One common concern for many women considering breast augmentation has nothing to do with the surgery itself. Many women who seek breast implants want to look good and are in good shape, with an established exercise routine that may include working out 5 or 6 days a week. For such patients, being told they need to refrain from physically vigorous activities for a few weeks at least is the biggest challenge in deciding to get breast implants.
Most patients can handle taking time off from exercise during the initial recovery phase, which is usually 4 days or so. After that, they start to feel pretty good again, and women used to pushing themselves at the gym have a harder time resisting the temptation to resume even mild workouts.
It's necessary to hold off for a few weeks, though, because the pectoral muscles and incisions still need time to heal. As Dr. Jeffrey Rockmore, a breast augmentation specialist in Albany, advises on his website, "Although your breasts will likely feel sensitive for some time, you may gradually return to more vigorous activities, including working out, over the next several weeks."
So how should patients who want to exercise behave during this time? Here are 6 tips to help nurture your need to exercise without compromising your results:
- Rest. Wait, what? Yes, take this advice seriously. In the first 5 days, your most strenuous activity should be getting up from the couch to go to the bathroom. Walking a little bit around the house is good to keep the blood flowing and aid the healing process, but anything more is just asking for trouble. It's wise to stock up on some distractions before your surgery. Pick up those books you've been dying to read, and don't hesitate to binge-watch that show everyone's talking about.

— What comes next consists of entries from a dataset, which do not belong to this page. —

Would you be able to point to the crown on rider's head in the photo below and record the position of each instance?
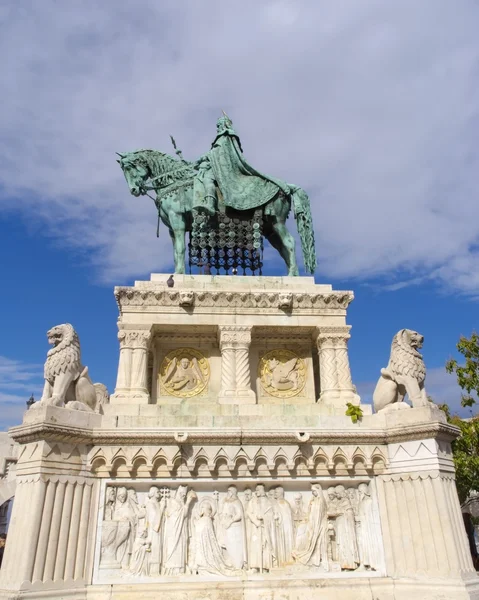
(224, 121)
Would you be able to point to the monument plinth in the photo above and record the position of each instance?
(224, 465)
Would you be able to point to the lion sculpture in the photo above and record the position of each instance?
(66, 380)
(405, 374)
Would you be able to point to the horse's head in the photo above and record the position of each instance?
(136, 171)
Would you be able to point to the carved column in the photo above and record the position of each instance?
(132, 380)
(336, 386)
(235, 341)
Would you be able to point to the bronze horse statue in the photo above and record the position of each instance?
(173, 181)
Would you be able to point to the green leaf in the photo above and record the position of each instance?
(355, 412)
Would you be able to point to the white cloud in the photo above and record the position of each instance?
(372, 107)
(17, 382)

- Avoid breaking a sweat in the first 10 days. This is tough for many women who start feeling pretty good after a week. But elevating your heart rate increases the chances of infection and swelling, which in turn increases the risk of capsular contracture. That's the primary complication following breast augmentation and occurs when the scar tissue hardens around the implants. After those first 5 days or so, start going for longer walks, but don't break the sweat rule.
- Consult your surgeon. This is the person you've trusted to perform surgery. So before resuming anything more rigorous than a brisk walk around the block, make sure your recovery is on schedule. You probably have a few follow-up appointments scheduled anyway, so ask you surgeon when you can be cleared for various activities.

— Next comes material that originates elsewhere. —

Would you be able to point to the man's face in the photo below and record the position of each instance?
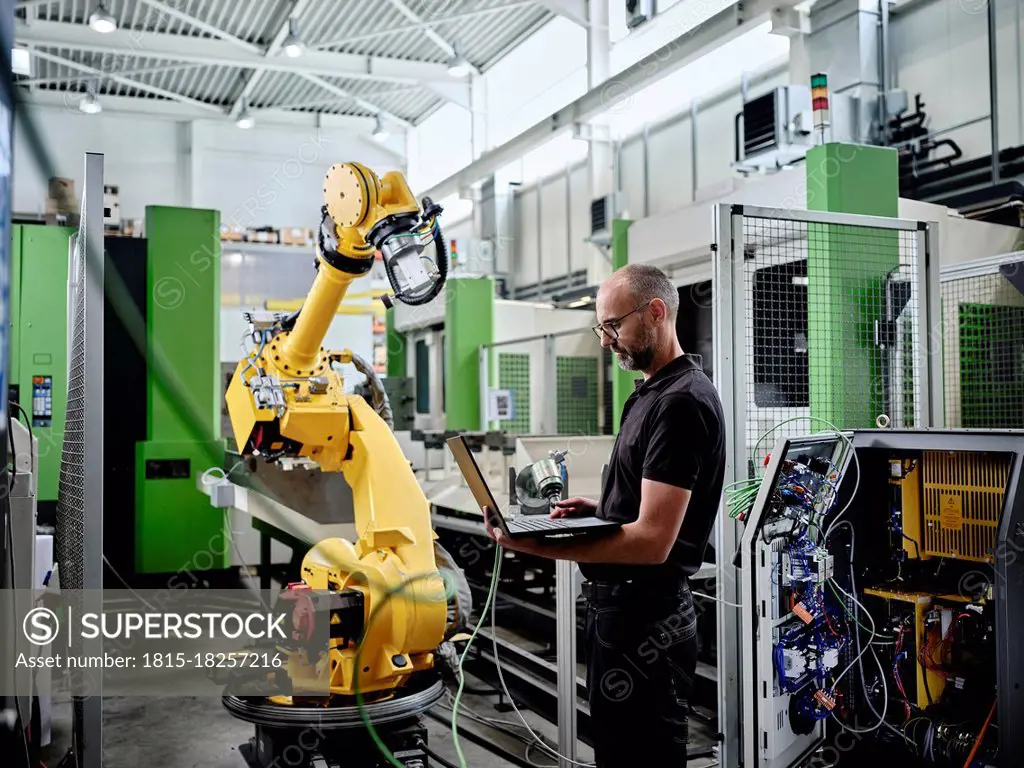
(626, 329)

- Have a support system. I'm not talking about workout buddies. This may seem obvious, but never exercise without a bra that provides exceptional support. Your doctor can recommend a good one specifically for this period as your body recovers.

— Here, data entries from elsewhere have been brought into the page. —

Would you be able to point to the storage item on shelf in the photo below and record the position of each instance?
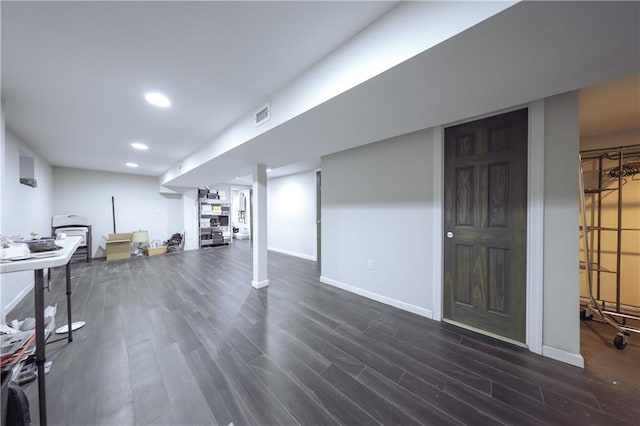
(213, 220)
(603, 180)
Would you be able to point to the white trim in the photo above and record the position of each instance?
(293, 253)
(379, 298)
(535, 227)
(18, 298)
(562, 355)
(259, 284)
(438, 224)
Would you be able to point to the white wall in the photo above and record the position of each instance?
(379, 202)
(377, 205)
(561, 328)
(24, 210)
(291, 215)
(244, 227)
(138, 205)
(190, 217)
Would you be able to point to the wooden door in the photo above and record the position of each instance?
(485, 224)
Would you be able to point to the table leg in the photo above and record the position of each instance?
(40, 348)
(68, 270)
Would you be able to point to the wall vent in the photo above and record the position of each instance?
(263, 114)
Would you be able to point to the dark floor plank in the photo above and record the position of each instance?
(300, 405)
(263, 404)
(419, 409)
(379, 408)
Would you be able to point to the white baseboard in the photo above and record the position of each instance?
(428, 313)
(259, 284)
(562, 355)
(293, 253)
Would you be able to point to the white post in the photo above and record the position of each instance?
(259, 226)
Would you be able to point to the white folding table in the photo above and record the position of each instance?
(38, 263)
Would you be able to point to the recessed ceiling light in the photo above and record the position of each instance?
(140, 146)
(158, 99)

- Get low. Remember this phrase: Lower impact and lower body. Even when you get the OK to crank up the pace of your workouts, choose exercises that limit the impact on your body — specifically your upper body. Bouncing equals bad. Runners can opt for stationary recumbent bicycles, for example, or the elliptical machine (without moving the arms.) Concentrate on leg exercises, such as lunges and leg presses, and core training.
- When you get the green light, think yellow. In other words, proceed with caution after your surgeon clears you for full workouts. Remember, it's been a while since you've used some of these muscles. Stretching and warming up is more important than ever. By gradually resuming your routine, you'll limit the chances of suffering an injury. That's the last thing you want at this point.
Here's a little bonus tip: Keep in mind that breast implants placed under the muscle typically result in more discomfort, so recovery may take longer.
The gist for all breast augmentation patients is that you need to not overdo it. As an active woman, you probably already know a lot about what it means to keep yourself healthy. Don't forget that wisdom now.